Je omschreef Brussel, voorafgaand aan je studie, als een rauwe stad waar je de creativiteit kon voelen. In hoeverre heb je dit inderdaad ervaren?
“Brussel is een metropool van veel verschillende talen en culturen. Dat maakt het een hele interessante stad, maar laat ook pijnpunten zien. De bureaucratie van Europa vertaalt zich in Brussel naar de straat. Daar waar duizenden ‘sans-papiers’ zonder dak leven en jaren wachten op een volgende “nee, je mag niet blijven”, maar tegelijkertijd biedt de overheid geen oplossing aan die armoe. Ook zie ik in Brussel ontzettend veel initiatieven en community’s ontstaan. Gemeenschappen van mensen die elke dag samen koken en eten tot samen filmavonden organiseren. Van samen theater maken tot volksdansen. De framing van sociale media, van Brussel als ‘Hellhole’ (de uitspraak van Trump), is alles behalve dat. Brussel geeft antwoord dat samenleven met zoveel culturen en talen mogelijk is, en niet alleen dat: het heeft meerwaarde. Dat bewustzijn draag ik met mij mee.”
Je gaat nu aan je masteropleiding beginnen. Hoe zien je toekomstplannen eruit?

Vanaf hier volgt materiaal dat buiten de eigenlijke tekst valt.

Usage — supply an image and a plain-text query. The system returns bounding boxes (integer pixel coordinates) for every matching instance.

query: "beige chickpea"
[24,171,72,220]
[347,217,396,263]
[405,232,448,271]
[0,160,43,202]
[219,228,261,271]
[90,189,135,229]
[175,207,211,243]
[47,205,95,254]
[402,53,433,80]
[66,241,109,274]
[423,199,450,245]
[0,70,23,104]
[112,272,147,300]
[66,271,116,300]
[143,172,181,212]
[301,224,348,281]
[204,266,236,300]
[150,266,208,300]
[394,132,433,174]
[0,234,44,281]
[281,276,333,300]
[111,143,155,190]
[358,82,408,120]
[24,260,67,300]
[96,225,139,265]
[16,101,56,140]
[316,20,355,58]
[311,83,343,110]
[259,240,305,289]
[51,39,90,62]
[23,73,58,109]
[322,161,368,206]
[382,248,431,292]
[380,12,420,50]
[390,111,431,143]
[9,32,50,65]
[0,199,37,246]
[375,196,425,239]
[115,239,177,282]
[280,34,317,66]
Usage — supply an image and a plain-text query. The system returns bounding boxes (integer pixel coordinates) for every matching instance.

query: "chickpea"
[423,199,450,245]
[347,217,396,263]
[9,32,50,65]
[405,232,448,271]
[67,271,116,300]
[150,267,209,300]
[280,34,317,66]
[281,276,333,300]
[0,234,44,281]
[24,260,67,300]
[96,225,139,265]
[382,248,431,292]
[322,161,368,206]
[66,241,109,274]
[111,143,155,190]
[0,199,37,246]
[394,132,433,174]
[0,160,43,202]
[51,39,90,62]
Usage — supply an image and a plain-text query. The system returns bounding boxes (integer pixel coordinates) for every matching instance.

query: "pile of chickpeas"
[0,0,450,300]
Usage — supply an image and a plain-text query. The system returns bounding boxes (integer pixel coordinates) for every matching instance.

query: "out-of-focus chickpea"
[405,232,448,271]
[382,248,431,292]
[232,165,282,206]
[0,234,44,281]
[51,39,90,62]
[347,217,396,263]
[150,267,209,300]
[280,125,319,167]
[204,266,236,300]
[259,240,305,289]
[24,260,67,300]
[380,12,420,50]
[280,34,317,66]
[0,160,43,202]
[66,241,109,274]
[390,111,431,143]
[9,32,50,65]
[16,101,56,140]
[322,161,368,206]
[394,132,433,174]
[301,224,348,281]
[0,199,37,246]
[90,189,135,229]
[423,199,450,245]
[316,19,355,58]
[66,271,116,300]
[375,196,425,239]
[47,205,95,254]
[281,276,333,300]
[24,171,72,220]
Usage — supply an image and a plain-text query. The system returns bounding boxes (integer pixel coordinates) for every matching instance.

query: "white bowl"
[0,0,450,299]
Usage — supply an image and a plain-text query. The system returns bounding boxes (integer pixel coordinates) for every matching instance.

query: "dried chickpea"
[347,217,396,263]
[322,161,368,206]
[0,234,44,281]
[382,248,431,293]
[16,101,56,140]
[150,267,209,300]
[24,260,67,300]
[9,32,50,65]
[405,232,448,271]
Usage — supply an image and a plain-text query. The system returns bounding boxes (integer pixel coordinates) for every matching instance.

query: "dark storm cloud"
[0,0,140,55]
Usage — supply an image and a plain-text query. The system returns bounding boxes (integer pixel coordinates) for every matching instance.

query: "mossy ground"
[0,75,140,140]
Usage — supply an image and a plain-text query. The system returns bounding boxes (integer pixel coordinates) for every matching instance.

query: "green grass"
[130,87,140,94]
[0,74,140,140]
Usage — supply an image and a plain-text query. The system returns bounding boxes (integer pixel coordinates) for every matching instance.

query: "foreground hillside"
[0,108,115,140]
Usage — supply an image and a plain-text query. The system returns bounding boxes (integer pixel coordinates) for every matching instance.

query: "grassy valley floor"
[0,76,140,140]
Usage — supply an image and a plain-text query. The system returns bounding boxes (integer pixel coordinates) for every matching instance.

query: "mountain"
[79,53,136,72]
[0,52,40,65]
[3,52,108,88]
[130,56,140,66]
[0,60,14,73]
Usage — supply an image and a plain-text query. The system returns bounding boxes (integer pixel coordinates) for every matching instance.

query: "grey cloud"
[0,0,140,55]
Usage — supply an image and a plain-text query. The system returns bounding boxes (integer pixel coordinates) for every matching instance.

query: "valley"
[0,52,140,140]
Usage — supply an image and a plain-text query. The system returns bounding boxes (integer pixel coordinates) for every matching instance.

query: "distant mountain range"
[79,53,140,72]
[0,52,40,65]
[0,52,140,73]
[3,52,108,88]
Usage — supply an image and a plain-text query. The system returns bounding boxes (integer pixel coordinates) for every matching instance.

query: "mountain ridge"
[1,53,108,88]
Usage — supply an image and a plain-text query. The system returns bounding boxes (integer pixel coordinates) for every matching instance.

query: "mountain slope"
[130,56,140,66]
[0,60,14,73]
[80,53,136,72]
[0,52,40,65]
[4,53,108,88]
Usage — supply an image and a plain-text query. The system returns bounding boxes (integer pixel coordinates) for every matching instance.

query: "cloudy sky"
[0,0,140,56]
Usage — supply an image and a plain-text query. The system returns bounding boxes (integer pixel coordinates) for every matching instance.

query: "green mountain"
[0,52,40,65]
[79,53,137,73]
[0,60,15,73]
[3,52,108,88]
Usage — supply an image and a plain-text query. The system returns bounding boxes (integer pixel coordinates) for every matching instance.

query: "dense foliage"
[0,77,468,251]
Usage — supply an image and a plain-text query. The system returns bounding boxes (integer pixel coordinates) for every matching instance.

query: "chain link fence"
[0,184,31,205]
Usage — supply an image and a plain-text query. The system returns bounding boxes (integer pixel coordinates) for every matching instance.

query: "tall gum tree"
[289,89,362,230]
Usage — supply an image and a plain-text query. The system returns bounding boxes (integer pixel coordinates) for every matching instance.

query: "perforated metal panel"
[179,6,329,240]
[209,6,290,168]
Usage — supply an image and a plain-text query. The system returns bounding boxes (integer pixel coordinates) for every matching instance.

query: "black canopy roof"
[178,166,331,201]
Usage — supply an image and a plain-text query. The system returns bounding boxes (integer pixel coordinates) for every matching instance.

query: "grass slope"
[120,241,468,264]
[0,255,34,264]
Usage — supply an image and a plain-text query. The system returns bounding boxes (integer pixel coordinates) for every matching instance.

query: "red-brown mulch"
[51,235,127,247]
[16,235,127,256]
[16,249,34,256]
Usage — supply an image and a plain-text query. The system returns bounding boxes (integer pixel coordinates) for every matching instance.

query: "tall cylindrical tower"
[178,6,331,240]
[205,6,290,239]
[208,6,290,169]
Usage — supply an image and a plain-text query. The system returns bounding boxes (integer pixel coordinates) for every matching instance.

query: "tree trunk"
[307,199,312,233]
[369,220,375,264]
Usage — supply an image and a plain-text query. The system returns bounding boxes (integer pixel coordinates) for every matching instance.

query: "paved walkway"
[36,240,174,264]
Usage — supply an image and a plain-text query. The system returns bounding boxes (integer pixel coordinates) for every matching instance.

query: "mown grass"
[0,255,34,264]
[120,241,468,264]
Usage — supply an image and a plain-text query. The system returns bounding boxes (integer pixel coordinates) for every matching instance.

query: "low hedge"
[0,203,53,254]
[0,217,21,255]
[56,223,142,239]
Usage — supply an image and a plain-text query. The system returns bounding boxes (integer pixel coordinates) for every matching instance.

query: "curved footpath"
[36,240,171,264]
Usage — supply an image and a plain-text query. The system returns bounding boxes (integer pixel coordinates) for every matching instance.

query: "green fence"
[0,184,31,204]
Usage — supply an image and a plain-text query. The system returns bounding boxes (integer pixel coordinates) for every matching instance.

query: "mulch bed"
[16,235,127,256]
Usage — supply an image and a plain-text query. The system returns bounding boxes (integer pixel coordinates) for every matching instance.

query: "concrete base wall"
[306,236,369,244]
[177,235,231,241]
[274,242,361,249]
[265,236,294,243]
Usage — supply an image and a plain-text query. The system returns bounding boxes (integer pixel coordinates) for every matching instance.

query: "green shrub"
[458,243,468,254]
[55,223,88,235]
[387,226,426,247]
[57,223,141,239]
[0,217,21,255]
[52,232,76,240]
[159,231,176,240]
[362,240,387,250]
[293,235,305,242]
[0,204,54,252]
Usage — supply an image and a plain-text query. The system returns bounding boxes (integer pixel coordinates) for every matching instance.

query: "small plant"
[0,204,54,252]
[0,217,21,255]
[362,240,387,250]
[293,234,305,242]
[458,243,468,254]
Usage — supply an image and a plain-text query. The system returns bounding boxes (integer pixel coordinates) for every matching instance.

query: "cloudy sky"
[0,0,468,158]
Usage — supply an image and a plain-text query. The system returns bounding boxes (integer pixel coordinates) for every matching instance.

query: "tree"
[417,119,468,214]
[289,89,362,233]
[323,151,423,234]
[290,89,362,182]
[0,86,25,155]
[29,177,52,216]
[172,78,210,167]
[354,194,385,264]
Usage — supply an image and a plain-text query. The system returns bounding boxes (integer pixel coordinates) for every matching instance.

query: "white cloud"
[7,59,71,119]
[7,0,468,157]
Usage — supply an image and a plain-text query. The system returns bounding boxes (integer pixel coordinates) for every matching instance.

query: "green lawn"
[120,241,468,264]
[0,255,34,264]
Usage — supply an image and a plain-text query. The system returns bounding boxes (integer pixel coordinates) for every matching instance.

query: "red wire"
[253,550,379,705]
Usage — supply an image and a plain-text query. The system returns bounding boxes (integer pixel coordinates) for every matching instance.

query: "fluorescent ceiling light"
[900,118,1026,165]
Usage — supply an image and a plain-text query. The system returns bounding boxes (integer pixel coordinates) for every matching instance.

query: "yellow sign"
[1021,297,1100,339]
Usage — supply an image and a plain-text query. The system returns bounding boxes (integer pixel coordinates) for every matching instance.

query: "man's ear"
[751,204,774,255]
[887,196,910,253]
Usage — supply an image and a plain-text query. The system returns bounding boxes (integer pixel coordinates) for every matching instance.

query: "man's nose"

“Tijdens mijn master in Theater Regie & Schrijven ga ik onder andere een project maken met jongeren uit Brussel waar we starten vanuit de vraag: “wat is de waarde van het vragen?” Een ode aan de vraagtekens, aan het niet-weten en het blijven zoeken. En een kritiek naar de ‘volwassenen’, die zich niet altijd lijken af te vragen hoe het met de kinderen van tegenwoordig gaat, of vragen wat ze willen, maar zelf denken beter te weten.
En tegelijkertijd ben ik op dit moment met een solo bezig, over een jongere die kampt met zoveel verschillende stemmen. Stemmen van hulpverleners, bezorgde ouders, politie, leraren en trauma’s uit
het verleden. En in dit proces lijkt hij zijn eigen stem te verliezen. Het moet een gevecht worden om zijn eigen weg te bewandelen. Het onderzoek is al begonnen.
Er sijpelen nog een heleboel andere ideeën, misschien niet allemaal voor volgend jaar, maar voor daarna. Zoals een community oprichten waar iedereen welkom is om ten eerste te eten en daarna theater te maken. En ik wil terug in de klas, dichtbij de generatie die een (vuil) stokje krijgt aangereikt. En zelf blijven maken, spelen en schrijven.”
Heb je nog tips of adviezen voor toekomstige bursalen van de VandenEnde Foundation?
“Zorg dat het privilege geen privilege blijft. Je hebt geld gekregen om te kunnen studeren en ontdekken. Gebruik die tijd en geef terug wat je geleerd hebt.”
Voor zijn opleiding in Brussel ontving Ruben van den Aardweg tussen 2020-2022 van de VandenEnde Foundation een studiebeurs van € 10.000,- voor zijn eerste jaar, een beurs van € 8.700,- voor zijn tweede jaar, en een beurs van € 7.500,- voor zijn derde jaar. Voor zijn masteropleiding in 2023 ontvangt Ruben een studiebeurs van € 8.000,-.